The stock jumped as much as 15 percent, its biggest intraday gain since October 2011. The shares were up 14 percent at 373.5 pence ($6.34) as of 12:02 p.m. in London trading. RBS shares have climbed 11 percent this year, the only bank to gain in the period among Britain’s five-biggest lenders.

The government owns 80 percent of RBS and the stock is still below the 407 pence ($6.91) at which taxpayers would break even. The value of the U.K.’s stake increased by about 4 billion pounds ($6.8 billion) on Friday, according to data compiled by Bloomberg.

“We are actively managing down a slate of significant legacy issues,” McEwan said. “These include significant conduct and litigation issues that will hurt our profits in the months and years to come. There are bumps in the road ahead.”

McEwan, who was previously head of the bank’s retail division, said it would be “very optimistic” to expect RBS to pay a dividend anytime soon, the CEO told analysts on a conference call Friday.

Impairment losses slumped 1.88 billion pounds ($3.19 billion) in the first half to 269 million pounds ($457 million), RBS said. Its bad bank, called RBS Capital Resolution, reported lower provisions following the sale of assets at more favorable prices.

Extra provisions

The bank made additional provisions of 150 million ($255 million) pounds for improperly sold loan insurance and 100 million pounds ($170 million) for interest-rate swaps. The bank has five to six months’ cover on payment protection insurance, McEwan said.

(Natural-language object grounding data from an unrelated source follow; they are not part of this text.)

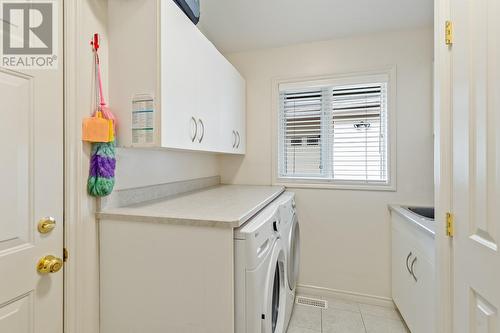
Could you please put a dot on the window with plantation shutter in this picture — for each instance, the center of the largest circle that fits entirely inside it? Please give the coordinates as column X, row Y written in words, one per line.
column 335, row 132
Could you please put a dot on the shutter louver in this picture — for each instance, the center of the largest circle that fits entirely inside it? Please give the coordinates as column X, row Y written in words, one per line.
column 359, row 145
column 300, row 129
column 335, row 133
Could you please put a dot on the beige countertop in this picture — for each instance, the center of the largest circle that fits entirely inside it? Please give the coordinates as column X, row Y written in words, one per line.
column 425, row 224
column 221, row 206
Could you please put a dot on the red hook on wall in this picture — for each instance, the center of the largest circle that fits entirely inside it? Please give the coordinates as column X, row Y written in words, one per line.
column 95, row 42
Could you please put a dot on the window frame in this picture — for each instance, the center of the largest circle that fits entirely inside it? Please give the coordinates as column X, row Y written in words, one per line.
column 385, row 74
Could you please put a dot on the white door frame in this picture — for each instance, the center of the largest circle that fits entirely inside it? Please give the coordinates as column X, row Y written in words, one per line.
column 442, row 167
column 79, row 268
column 75, row 310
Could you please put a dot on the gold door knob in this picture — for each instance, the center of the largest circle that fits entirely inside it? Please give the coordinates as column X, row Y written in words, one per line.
column 46, row 225
column 49, row 264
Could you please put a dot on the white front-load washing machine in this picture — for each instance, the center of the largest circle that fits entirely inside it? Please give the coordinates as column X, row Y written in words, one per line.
column 260, row 274
column 290, row 236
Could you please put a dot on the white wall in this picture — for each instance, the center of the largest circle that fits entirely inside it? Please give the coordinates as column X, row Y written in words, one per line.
column 142, row 167
column 345, row 234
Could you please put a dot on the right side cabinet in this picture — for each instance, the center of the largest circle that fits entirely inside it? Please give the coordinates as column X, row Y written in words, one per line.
column 413, row 267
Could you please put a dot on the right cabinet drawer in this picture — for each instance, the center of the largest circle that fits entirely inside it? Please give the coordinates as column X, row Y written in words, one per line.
column 413, row 278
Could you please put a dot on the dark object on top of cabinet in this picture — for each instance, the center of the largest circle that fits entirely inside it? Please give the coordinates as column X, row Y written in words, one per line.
column 191, row 8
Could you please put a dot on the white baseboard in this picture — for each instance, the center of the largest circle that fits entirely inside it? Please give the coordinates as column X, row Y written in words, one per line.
column 346, row 295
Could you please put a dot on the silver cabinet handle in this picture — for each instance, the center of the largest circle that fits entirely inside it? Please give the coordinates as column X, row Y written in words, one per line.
column 202, row 130
column 407, row 266
column 411, row 269
column 193, row 136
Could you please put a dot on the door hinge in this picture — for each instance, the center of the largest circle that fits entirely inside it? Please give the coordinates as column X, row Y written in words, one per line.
column 65, row 254
column 450, row 225
column 448, row 33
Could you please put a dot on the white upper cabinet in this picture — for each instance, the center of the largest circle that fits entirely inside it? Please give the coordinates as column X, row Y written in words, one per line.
column 161, row 62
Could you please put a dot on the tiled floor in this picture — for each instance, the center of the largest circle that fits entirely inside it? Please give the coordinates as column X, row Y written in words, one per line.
column 346, row 317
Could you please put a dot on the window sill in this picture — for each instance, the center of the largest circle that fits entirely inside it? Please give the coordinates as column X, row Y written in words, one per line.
column 301, row 183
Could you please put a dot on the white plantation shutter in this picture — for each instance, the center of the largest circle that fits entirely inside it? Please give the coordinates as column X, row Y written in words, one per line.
column 300, row 131
column 335, row 133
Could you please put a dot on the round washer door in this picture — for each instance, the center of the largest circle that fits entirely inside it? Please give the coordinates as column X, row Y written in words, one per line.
column 293, row 253
column 274, row 316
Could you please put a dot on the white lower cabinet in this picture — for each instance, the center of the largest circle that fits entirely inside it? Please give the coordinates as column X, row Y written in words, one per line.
column 413, row 272
column 197, row 97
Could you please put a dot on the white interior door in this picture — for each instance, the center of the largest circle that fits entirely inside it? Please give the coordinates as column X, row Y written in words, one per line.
column 476, row 164
column 31, row 173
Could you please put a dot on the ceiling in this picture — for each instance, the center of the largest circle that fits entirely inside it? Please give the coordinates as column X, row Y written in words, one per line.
column 241, row 25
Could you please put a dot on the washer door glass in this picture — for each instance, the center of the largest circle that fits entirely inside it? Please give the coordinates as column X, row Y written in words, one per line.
column 294, row 253
column 275, row 306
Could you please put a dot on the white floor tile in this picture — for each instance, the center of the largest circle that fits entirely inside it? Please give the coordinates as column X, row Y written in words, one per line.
column 376, row 324
column 294, row 329
column 340, row 304
column 379, row 311
column 342, row 321
column 306, row 317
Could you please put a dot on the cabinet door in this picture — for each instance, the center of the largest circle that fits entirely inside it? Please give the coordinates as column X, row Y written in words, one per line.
column 209, row 96
column 424, row 294
column 402, row 280
column 179, row 77
column 233, row 136
column 239, row 105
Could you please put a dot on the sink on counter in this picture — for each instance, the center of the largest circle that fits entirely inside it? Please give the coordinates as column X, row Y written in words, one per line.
column 413, row 265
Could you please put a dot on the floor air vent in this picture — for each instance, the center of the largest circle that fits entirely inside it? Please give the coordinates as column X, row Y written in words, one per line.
column 315, row 303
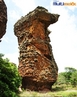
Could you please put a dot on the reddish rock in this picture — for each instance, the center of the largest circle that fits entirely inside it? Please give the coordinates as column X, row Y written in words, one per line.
column 3, row 18
column 37, row 66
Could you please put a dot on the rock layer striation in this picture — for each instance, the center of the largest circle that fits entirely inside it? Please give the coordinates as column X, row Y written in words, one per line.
column 37, row 66
column 3, row 18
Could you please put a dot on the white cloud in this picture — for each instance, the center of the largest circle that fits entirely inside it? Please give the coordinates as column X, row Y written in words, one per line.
column 25, row 5
column 64, row 37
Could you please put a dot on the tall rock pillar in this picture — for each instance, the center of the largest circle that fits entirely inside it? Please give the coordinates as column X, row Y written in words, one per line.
column 36, row 62
column 3, row 18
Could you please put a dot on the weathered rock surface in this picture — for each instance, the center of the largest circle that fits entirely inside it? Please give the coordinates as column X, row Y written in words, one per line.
column 3, row 18
column 36, row 62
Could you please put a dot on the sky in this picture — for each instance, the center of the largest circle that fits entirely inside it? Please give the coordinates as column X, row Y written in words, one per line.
column 63, row 33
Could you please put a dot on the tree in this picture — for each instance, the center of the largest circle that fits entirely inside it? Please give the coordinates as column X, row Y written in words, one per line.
column 67, row 74
column 9, row 78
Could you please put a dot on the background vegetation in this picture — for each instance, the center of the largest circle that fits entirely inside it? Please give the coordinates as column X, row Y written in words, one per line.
column 66, row 85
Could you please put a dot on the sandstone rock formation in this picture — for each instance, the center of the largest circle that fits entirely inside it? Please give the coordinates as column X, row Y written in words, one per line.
column 3, row 18
column 36, row 62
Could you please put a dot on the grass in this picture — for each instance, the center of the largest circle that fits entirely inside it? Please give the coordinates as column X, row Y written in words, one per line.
column 57, row 91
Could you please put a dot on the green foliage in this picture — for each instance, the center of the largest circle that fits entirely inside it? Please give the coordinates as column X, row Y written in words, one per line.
column 68, row 77
column 74, row 79
column 9, row 78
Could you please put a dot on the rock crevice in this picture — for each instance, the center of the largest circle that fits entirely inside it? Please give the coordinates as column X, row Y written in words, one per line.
column 36, row 62
column 3, row 18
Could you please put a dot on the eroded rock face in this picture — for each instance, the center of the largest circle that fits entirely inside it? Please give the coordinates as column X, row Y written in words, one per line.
column 36, row 62
column 3, row 18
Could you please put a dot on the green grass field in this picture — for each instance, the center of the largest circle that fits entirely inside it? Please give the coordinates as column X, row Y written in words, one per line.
column 57, row 91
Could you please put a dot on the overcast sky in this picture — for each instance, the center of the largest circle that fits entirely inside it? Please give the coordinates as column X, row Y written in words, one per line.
column 63, row 36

The bank’s corporate and institutional unit, which houses most of its investment-banking activities, posted an operating profit of 308 million pounds ($523 million) in the first half compared with a loss of 197 million pounds ($335 million) in the year-earlier period, according to the statement.

“These are good results. We think they came out early because in a sense they’re the opposite of a profit warning,” Eva Olsson, a credit analyst at Mitsubishi UFJ Securities in London, said in a note Friday. “They knew they would have a market impact and wanted to be sure they didn’t leak.”

Currency settlement

RBS may be part of a group settlement that banks are negotiating relating to a currency-rigging probe by the Financial Conduct Authority, the U.K.’s market regulator, people familiar with the situation said this week. The impact of the foreign-exchange scandal is “feeling more like a libor-type activity,” McEwan said, referring to probes into the manipulation of the London interbank offered rate and other benchmarks.

The FCA is trying to fast-track the process and may levy any fines in the coming months, the people said. The group may also include Britain’s Barclays PLC and HSBC Holdings PLC.

At RBS, restructuring costs are seen at about 5 billion pounds ($8.5 billion) from 2014 to 2017, with a 1.5 billion-pound ($2.6 billion) charge this year, according to the statement. The bank’s headcount dropped by 8,000 over the past year, it said.

Restructuring costs

“This was an extremely good set of results,” said Chirantan Barua, an analyst at Sanford C. Bernstein Ltd. in London, who rates RBS shares outperform. Barua had expected restructuring costs to be about a third higher at 2 billion pounds ($3.4 billion), according to a report. Impairments this year are unlikely to be more than 1 billion ($1.7 billion) pounds, below his estimate of 1.5 billion pounds ($2.6 billion), he said.

Net interest margin, the difference between its income from lending and its cost of funding, widened by 20 basis points to 2.17 percent from a year ago. The bank’s common equity Tier 1 capital ratio, a measure of financial strength, rose to 10.1 percent from 8.6 percent at the end of last year.

“The news on capital is good,” Mitsubishi’s Olsson said. The results “make it easier for shareholders to see that they will meet their targets for capital.”

Ulster bank

RBS is preparing to sell shares in its Citizens U.S. consumer bank in an initial public offering to help bolster capital. The unit had an operating profit of 421 million pounds ($715 million) in the first half, up from 353 million pounds ($599 million) a year earlier, with impairment losses doubling to 104 million pounds ($177 million).

McEwan said he should be able to return RBS’s Ulster Bank Ltd. Irish unit to profitability and that the management were “buoyed by a very good economy.” Irish bad bank asset sales have generated a higher-than-expected 150 million-pound ($255 million) gain to date, he said.

The British economy expanded 0.8 percent in the second quarter, pushing output above its previous peak in the first three months of 2008, before the financial crisis hit, the Office for National Statistics said Friday. The International Monetary Fund on Thursday raised its U.K. growth forecast for this year.